Infatti, a rendere luminosi i giorni, intensa l’esperienza, consistenti i rapporti, largo il mondo, un avvenimento. 
Poiché a Milano, anni sessanta, delle circostanze impreviste, delle facce (Pigi, Vera, Lidia, Marita, Adalberto..) nei corridoi del liceo mi hanno raggiunto con una notizia. 
La notizia che la realtà è buona per noi e che la malinconia di Mimnermo, “l’invidia degli dei” di Edipo, l’angoscia del “carpe diem” di Orazio, il “chi vol esser lieto sia” del Magnifico, il tedium di Leopardi e il “perché attendiamo?” di Pavese: tutto questo, e tutto il resto ha una risposta positiva. 
Mi piaceva stare con quella gente: in mezzo a loro ero accolta, cercata. Con loro in quegli anni, e molto più in quelli a venire, doveva crescere un’amicizia del tutto speciale, inversa nella genesi ad ogni altra amicizia, che parte da un’affinità e diventa elezione: qui l’elezione è data, è prima, a partire dall’Avvenimento che “congregavit nos”: l’affezione segue, in una fraternità nuova.

Con la partenza di Pigi per il Brasile molto presto s’inverava anche il segno dello star bene insieme: nel dolore del distacco era chiaro che ciò che ci aveva chiamato e riempito di significato le nostre vite era la stessa cosa che portava via lui, il primo. L’avvenimento doveva riaccadere altrove, “prendere carne” altrove. 
E fu chiaro che anche alla attesa millenaria dell’uomo, a Mimnermo, e Euripide e giù giù come sopra non era stata data una risposta di parole, ma una Parola di carne, una Presenza nella Storia.
Nella mia vita poi accaddero dei lutti.

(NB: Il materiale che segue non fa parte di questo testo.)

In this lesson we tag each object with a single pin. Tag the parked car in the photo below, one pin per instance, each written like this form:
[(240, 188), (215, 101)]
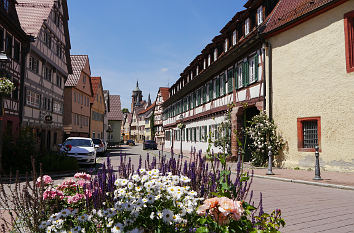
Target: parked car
[(130, 142), (83, 149), (150, 144), (101, 147)]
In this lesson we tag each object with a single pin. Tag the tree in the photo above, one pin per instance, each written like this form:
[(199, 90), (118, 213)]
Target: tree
[(125, 110)]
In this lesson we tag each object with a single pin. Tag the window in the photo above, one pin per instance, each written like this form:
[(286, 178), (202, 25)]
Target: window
[(239, 76), (349, 40), (260, 15), (59, 50), (59, 80), (309, 133), (226, 45), (234, 38), (6, 5), (252, 68), (34, 64), (1, 39), (32, 98), (47, 73), (57, 107), (47, 39), (247, 26), (8, 45)]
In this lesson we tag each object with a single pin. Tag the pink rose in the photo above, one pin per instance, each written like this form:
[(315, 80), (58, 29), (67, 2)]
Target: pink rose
[(82, 175)]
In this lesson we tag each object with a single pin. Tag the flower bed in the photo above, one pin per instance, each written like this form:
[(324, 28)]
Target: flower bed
[(163, 198)]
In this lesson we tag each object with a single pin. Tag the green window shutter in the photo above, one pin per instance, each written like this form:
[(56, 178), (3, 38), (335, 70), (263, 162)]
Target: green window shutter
[(256, 67), (229, 81)]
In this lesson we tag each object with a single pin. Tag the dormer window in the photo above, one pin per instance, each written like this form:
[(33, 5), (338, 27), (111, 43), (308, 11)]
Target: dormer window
[(260, 15), (234, 38), (226, 45), (247, 26)]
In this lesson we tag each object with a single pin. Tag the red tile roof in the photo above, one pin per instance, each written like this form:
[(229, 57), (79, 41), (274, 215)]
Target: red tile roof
[(32, 13), (288, 11), (96, 84), (165, 93), (78, 63), (116, 112)]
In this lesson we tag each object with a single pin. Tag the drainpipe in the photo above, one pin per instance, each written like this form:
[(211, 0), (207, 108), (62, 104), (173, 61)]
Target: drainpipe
[(264, 79), (270, 83)]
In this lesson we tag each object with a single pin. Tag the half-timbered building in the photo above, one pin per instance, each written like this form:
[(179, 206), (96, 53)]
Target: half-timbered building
[(162, 96), (15, 43), (48, 66), (230, 70)]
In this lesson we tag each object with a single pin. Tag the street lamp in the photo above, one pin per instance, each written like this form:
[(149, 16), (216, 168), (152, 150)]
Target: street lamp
[(4, 60)]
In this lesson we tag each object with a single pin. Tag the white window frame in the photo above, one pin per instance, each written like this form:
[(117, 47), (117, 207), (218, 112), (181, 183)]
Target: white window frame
[(252, 67), (260, 15), (234, 38), (239, 75), (247, 26)]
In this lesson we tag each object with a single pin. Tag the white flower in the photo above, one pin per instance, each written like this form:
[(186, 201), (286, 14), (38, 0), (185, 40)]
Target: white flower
[(130, 185), (82, 218), (152, 215), (167, 216), (118, 228)]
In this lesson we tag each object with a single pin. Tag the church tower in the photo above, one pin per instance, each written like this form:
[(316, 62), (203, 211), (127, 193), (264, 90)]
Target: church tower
[(137, 96)]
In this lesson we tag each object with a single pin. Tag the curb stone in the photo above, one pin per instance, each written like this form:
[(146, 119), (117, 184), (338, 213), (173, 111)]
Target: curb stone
[(306, 182)]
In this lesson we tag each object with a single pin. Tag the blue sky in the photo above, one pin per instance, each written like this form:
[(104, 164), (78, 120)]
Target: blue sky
[(151, 41)]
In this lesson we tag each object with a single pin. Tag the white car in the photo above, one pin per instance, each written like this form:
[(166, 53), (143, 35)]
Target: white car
[(83, 149)]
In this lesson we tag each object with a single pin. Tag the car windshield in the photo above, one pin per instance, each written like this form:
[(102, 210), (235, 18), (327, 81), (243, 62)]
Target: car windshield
[(78, 142), (96, 141)]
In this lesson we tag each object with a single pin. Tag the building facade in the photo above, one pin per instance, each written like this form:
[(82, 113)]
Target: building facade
[(162, 96), (310, 84), (228, 72), (98, 109), (105, 118), (115, 118), (48, 65), (77, 94), (15, 43)]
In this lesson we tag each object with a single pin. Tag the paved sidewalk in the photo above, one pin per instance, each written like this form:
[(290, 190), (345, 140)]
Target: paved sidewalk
[(343, 180)]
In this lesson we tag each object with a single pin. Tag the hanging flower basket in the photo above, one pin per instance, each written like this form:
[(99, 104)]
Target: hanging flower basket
[(6, 86)]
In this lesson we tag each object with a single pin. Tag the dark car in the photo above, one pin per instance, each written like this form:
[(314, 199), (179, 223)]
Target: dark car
[(101, 146), (131, 142), (150, 144)]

La felicità dei Natali si velava di malinconia, per quanto nuove nascite – i nostri sei figli – ripetessero il Natale: “Gesù bambino quest’anno ha il baby cresci”.

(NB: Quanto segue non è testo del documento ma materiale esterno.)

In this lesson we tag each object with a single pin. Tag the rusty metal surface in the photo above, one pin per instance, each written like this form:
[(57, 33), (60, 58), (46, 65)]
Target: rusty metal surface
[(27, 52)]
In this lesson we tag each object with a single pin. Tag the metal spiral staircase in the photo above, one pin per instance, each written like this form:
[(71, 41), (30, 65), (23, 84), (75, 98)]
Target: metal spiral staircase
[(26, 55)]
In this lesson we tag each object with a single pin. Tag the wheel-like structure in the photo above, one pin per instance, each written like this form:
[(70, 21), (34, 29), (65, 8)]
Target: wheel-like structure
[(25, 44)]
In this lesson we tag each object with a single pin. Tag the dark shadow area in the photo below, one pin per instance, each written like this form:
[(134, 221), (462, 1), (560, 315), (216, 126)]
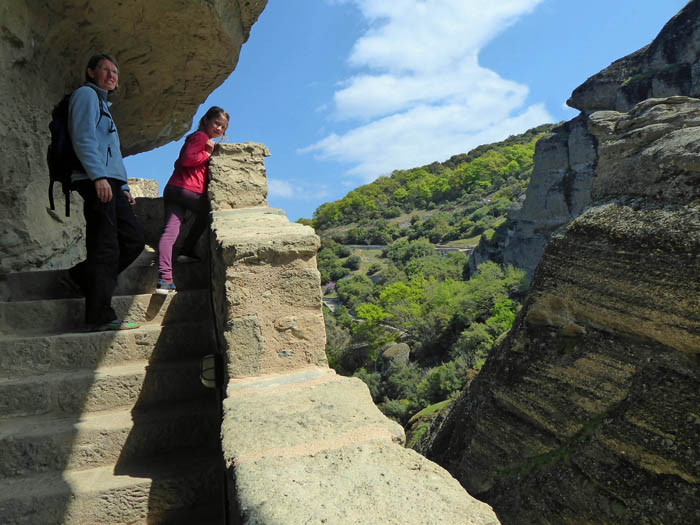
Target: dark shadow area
[(128, 403)]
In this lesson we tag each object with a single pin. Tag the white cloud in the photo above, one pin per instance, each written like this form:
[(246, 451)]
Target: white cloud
[(277, 188), (420, 94)]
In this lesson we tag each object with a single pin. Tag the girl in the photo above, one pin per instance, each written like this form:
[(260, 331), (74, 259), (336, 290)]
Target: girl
[(186, 191)]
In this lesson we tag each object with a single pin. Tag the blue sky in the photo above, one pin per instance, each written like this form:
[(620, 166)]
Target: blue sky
[(343, 91)]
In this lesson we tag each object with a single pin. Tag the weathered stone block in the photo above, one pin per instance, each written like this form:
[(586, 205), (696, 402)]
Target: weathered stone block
[(238, 176)]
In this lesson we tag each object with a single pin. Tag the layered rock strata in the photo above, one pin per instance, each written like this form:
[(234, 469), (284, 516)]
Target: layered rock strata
[(587, 411), (565, 160), (45, 46)]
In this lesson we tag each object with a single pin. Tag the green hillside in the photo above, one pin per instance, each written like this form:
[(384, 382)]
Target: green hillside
[(456, 200), (404, 318)]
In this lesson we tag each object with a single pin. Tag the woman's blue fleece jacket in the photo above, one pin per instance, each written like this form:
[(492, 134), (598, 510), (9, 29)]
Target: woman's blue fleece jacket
[(94, 136)]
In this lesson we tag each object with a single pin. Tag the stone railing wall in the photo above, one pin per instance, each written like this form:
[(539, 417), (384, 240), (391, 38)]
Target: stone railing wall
[(265, 286), (300, 443)]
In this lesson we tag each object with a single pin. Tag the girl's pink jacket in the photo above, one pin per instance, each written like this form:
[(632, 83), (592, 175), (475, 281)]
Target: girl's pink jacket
[(191, 166)]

Fu acquisita la coscienza che non la commozione del Natale ripeteva il Mistero della salvezza, ma che il concepimento di nove mesi prima era il Mistero più grande: l’incarnazione dell’Essere infinito dove “nostra natura e Dio s’unio” (Par, II). 
Essa si celebra con la più grande smemoratezza del mondo e con la trepidazione della liturgia il 25 Marzo. 
Ciò che doveva seguire al termine della gestazione – la Nascita – era, come dire, fisiologico. 
Ma lì, nella data in sordina, accadeva tra due grandi interlocutori – Maria e l’Angelo – un Annuncio e un “sì”: di lì l’irrompere dell’Opera dello Spirito – Maria e l’Angelo -: il mio onomastico. 
Così mi sono riconciliata col mio nome lungo e antiquato, il cui suono non accarezza le orecchie, ma provoca la ragione e genera in fondo, il mio nome secondo, quello gozzaniano. 
Nella certezza che, a partire dall’incarnazione, nulla può essere contro di noi. 
“Piacere, Mariangela, cioè Letizia”.